The unpolitician

The big idea Mohamed ElBaradei has become the most inspiring political figure in Egypt, writes Issandr El Amrani. Too bad he is so ambivalent about politics.

Mohamed ElBaradei has become the most inspiring political figure in Egypt, writes Issandr El Amrani. Too bad he is so ambivalent about politics. What is the defining characteristic of Mubarakism? Hosni Mubarak has ruled Egypt for nearly 30 years, steering it through a strategic shift from the Soviet Union to the United States and from state socialism to state capitalism. Amid tremendous, and still ongoing, societal changes, Mubarak has adroitly maintained his grip on power, in part by emptying the very notion of politics of any real meaning. The genius of Mubarakism is that it remains anti-political.

It is little wonder that most Egyptians abstain from voting, don't believe elections are fair, and abound with cynicism about politicians. Instead of the political arena being a place for debate and competition, it is an echo chamber mostly occupied by the stultifying rhetoric of the ruling National Democratic Party (NDP). Against this drone, the falsetto of a largely moribund opposition - a few legal parties that can barely muster more than a few seats in parliament and a banned Muslim Brotherhood whose main function is to play the role of scarecrow and cautionary punching bag - offers modulated indignation within the regime's red lines.

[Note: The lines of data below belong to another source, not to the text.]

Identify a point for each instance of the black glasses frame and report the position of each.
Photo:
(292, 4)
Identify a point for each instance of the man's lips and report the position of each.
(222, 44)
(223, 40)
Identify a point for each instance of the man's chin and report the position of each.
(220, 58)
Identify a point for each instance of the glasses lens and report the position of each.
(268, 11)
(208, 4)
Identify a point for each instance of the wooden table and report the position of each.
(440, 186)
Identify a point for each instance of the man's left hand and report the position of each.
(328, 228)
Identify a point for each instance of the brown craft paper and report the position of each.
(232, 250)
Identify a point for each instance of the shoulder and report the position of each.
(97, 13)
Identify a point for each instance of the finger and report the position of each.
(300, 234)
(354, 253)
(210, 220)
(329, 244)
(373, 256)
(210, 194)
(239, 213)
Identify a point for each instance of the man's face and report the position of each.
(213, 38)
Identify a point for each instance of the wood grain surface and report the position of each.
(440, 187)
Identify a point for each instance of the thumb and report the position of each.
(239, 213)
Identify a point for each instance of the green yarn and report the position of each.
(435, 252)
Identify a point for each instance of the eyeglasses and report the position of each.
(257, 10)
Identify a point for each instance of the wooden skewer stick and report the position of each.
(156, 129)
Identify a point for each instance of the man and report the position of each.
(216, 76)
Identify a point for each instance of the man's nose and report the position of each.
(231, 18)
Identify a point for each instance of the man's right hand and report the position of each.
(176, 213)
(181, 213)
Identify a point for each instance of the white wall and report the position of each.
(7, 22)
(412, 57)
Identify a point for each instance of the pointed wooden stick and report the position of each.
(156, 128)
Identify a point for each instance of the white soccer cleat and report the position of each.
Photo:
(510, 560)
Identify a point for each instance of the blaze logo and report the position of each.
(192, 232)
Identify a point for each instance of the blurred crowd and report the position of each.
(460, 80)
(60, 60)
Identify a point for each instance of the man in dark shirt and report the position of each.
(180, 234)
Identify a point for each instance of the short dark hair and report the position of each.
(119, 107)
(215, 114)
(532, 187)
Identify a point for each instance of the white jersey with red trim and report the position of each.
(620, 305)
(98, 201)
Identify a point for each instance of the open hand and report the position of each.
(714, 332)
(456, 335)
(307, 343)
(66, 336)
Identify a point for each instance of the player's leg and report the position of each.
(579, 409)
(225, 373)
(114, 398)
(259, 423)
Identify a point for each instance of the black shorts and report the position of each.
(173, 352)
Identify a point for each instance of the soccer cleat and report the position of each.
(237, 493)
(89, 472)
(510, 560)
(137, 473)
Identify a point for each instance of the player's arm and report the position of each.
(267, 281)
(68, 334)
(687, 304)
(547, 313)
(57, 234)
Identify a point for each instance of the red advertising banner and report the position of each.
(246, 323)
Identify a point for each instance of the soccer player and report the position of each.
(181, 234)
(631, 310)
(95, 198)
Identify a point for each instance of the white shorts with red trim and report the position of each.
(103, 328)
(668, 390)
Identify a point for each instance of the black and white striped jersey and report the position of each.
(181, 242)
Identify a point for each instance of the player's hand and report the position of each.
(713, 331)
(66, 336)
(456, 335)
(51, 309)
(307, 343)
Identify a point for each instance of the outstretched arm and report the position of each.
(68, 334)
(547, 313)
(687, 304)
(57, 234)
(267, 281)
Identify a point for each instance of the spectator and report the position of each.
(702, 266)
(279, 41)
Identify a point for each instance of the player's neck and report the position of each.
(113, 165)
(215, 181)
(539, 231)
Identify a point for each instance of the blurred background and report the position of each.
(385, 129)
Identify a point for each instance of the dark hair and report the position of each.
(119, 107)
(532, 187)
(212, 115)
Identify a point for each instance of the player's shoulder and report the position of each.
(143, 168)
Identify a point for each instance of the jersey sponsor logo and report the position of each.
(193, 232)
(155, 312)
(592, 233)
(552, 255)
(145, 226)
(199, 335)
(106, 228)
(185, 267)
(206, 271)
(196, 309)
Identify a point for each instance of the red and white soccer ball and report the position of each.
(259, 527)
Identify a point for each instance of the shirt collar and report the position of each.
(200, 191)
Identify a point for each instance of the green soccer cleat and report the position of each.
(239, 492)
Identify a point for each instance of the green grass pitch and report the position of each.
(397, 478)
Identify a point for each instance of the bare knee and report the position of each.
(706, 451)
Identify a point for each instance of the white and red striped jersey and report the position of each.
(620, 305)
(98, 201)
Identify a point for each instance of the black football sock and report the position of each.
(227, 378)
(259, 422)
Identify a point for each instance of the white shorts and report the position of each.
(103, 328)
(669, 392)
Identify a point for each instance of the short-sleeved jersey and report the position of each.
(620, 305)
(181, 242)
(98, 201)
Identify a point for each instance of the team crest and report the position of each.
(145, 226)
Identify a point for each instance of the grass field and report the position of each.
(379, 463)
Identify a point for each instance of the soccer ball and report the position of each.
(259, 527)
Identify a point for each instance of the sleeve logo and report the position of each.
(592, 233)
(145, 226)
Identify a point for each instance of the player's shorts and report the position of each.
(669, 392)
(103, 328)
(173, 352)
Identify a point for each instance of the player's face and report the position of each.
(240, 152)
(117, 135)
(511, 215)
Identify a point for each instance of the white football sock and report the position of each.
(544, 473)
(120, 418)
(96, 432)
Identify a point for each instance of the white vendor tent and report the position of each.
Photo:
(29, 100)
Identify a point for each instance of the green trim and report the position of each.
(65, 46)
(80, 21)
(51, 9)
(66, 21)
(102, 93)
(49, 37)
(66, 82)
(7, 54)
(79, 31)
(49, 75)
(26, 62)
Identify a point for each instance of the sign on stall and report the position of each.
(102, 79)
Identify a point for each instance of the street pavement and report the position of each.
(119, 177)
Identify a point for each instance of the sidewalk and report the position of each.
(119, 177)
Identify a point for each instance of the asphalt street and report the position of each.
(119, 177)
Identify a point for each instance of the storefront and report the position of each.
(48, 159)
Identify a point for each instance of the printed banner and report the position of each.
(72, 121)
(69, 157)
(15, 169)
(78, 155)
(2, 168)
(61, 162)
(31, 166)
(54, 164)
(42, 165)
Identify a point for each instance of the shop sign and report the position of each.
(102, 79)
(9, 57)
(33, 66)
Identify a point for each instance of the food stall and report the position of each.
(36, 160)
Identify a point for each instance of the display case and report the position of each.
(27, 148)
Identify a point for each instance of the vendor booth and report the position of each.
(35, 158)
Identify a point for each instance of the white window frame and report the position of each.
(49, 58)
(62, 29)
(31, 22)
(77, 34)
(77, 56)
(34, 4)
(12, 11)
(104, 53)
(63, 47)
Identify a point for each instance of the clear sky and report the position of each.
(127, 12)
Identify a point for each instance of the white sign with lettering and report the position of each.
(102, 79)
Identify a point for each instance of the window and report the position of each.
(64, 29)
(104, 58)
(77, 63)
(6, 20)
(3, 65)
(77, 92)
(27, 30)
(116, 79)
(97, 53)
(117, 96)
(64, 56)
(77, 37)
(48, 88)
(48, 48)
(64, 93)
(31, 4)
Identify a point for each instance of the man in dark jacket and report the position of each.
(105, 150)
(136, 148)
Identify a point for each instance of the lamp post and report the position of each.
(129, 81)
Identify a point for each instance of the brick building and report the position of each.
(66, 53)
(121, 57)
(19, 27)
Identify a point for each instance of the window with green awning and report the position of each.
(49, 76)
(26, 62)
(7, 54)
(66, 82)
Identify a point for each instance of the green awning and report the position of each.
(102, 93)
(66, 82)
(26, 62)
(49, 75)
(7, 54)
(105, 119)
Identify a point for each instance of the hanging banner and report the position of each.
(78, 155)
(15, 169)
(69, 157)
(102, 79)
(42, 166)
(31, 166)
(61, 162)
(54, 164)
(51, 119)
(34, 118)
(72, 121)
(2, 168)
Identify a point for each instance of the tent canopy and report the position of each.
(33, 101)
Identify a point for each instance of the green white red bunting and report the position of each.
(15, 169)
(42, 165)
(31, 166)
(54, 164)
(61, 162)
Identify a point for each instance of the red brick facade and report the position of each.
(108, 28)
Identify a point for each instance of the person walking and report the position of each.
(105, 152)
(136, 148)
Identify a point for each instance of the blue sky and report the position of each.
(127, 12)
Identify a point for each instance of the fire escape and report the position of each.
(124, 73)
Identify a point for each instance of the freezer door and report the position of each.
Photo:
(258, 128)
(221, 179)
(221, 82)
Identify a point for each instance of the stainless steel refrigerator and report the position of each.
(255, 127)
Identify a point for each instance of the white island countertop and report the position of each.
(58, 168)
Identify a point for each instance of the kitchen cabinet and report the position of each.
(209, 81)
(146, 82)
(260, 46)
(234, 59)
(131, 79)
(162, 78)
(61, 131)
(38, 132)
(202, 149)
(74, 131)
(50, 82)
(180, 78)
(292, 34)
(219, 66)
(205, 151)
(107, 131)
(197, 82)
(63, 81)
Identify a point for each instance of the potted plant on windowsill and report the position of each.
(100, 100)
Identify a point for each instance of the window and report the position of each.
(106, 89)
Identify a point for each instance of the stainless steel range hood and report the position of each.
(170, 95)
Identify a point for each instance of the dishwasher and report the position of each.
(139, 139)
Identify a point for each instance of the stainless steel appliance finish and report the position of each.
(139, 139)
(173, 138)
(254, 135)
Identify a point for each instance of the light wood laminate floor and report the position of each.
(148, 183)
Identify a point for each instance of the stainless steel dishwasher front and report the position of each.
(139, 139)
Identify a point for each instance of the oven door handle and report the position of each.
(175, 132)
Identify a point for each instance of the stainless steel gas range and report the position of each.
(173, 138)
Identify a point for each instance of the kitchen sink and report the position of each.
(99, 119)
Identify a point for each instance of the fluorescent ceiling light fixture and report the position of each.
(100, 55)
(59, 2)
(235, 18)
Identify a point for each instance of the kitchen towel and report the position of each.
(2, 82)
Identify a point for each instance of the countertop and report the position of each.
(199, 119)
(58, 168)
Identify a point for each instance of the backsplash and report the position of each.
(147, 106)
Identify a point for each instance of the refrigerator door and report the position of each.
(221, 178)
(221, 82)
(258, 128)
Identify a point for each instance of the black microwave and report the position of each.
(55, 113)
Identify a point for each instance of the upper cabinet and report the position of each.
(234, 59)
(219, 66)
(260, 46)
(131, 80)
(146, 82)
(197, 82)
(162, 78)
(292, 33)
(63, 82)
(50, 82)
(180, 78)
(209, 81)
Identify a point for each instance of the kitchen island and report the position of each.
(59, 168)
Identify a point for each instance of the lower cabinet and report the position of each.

Politics in the last decade, such as it is, has therefore become the preserve of a newly vibrant civil society, which includes NGOs that defend destitute workers and victims of torture, judges eager to declare their independence from the government, and the pro-democracy Kifaya movement and its offshoots. Together these forces represent a constituency for a clean break from the current regime, drawing sustenance from a newly liberalised media and the freedom of expression made possible by the internet.

The wave of public enthusiasm that Mohamed ElBaradei is currently riding takes its energy from this loose movement. Upon his arrival at Cairo airport on February 19, about a thousand well-wishers brandishing posters of the former International Atomic Energy chief began to sing the national anthem. It was a hero's welcome, and an unlikely sight in a country where demonstrations, while frequent, rarely include more than a few hundred people - generally penned in by security forces. ElBaradei's stature - and perhaps the fact that, on the same day, Egypt's human rights record was being reviewed by the United Nations and two prominent democracy activists were meeting with US President Barack Obama - made possible the kind of demonstration rarely seen since the heyday of the "Cairo Spring" of 2005, despite a campaign to dissuade ElBaradei supporters from greeting him.

Back in 2005, when the Kifaya movement began to take to the streets, it focused an emerging consensus on what is wrong with the way in which Egypt is ruled: a permanent emergency law, constraints on the ability to organise politically, rampant corruption, lack of accountability, and omnipresent security services. ElBaradei does not deviate from this now familiar laundry list. Indeed, the ideas he has expressed in interviews before his return to Cairo and his whirlwind tour of the sets of popular talk shows have for the most part been familiar.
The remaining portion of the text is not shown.